Elise Bellin, Librarian of the Islamic Resource Center, wrote this book review as part of an ongoing series that focuses on a range of books within the IRC collection as a service to the community.

Tales From Rumi: Mathnawi Selections for Young Readers

Tales From Rumi: Mathnawi Selections for Young Readers edited by edited by A Fuat Bilkan © 1999 – ISBN: 9781597841245

It seems that all of Western Civilization has heard of Aesop’s fables.

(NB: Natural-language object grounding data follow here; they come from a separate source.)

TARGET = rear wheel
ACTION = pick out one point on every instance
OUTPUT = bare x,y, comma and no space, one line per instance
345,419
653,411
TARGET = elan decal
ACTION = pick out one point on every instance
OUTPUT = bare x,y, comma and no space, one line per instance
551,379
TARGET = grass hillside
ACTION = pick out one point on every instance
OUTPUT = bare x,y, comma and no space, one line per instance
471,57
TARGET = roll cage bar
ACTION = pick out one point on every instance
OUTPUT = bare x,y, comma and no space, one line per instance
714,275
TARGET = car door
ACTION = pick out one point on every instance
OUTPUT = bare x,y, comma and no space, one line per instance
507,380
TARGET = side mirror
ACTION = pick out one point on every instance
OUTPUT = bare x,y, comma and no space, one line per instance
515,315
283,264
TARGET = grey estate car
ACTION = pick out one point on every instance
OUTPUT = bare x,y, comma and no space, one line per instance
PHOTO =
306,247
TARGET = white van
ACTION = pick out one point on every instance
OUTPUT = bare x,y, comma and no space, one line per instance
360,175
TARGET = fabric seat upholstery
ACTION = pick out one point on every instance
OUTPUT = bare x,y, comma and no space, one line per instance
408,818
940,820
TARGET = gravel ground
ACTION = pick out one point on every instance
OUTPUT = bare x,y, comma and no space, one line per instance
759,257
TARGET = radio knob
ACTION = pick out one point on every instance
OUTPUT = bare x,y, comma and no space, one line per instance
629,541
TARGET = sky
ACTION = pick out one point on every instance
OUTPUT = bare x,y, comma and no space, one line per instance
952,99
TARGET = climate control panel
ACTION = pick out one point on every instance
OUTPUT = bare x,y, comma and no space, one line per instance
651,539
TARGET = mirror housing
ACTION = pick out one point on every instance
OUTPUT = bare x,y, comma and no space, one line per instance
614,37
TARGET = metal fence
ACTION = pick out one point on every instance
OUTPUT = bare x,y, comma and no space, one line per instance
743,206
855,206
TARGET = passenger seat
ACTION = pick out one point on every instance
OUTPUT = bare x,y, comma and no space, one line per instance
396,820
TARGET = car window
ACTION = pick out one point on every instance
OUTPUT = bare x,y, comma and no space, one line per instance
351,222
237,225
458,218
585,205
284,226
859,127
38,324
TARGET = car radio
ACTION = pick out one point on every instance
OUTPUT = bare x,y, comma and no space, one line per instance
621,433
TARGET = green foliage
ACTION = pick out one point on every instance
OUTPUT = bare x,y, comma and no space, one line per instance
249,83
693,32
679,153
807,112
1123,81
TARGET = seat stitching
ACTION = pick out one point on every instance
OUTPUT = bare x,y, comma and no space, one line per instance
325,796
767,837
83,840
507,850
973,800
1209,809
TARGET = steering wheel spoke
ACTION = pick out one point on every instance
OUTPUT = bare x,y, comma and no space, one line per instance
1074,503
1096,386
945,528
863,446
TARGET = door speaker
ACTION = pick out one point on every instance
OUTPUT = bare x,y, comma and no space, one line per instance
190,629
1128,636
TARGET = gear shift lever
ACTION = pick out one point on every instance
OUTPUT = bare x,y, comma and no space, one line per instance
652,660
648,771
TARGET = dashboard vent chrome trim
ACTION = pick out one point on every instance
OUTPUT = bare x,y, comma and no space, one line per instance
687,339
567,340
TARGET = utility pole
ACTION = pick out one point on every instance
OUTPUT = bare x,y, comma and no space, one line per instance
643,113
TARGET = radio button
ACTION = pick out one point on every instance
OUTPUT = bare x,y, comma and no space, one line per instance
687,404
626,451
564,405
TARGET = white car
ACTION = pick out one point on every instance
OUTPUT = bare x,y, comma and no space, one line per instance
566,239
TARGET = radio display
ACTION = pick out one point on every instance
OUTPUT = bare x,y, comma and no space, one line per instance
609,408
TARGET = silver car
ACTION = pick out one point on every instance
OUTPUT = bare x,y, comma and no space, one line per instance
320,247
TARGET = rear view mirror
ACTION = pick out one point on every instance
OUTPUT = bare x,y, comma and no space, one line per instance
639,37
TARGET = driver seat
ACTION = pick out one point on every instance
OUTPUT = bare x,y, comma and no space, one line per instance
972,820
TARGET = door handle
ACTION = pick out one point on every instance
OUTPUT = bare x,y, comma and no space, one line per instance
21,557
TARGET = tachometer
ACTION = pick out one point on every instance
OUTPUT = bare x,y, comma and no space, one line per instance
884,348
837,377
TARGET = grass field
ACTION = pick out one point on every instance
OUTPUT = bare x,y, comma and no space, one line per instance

For many, they represent a slice of childhood, one where good and bad can be explained, where values are clear and morals given. They are the stories we most associate with animal fables or, really, with fables themselves. Some might think of Kipling, but those are few and far between.

And yet, often their morals are translated to but one line meant to give a snappy, memorable saying reminiscent of a Benjamin Franklin entry from the Farmer’s Almanac – true and wise but short with not much to them. For a story that is supposed to lay out a life lesson, there isn’t much meat outside of what you can interpret from the story and what you can expand upon from the moral given. You are more at the whim of your own interpretation than of the author’s true intent when a snappy one-liner can sum up an entire lesson.

In contrast, Rumi’s magnum opus, the classic from the Islamic Golden Age known as the Mathnawi, which is also filled with fables/parables and life/spiritual lessons, gives each fable at least a paragraph of explanation, fleshing out what each element represents and how it helps in one’s spiritual and intellectual growth. His explanations nearly always have the feel of a poem about them. This really shouldn’t come as a surprise to those who know of Rumi and his poetic contributions to the world, he is after all the most read poet in the United States.  However, Tales from Rumi is a highly abridged translation of the full title. To manage to do so in this manner shows that the translator has a strong grasp of Rumi’s poetry as well as his prose to keep that poetic feel.

Tales from Rumi is small, compact, lightly illustrated, and full of fascinating short little fables. While some of the explanations/morals might find themselves to be a little over-the-head for some younger readers, for those with the will or for those slightly older such as upper middle school or lower high school, this book should prove a fantastic read with a little more substance than your standard fable meant for mass consumption.

Founded in 2010, the Islamic Resource Center (IRC) is the first Islamic public lending library in Wisconsin. The IRC aims to provide resources to educators, students, health professionals, interfaith groups, and any members of the Milwaukee community that want an accurate understanding of the Islamic faith, its practices, and its people.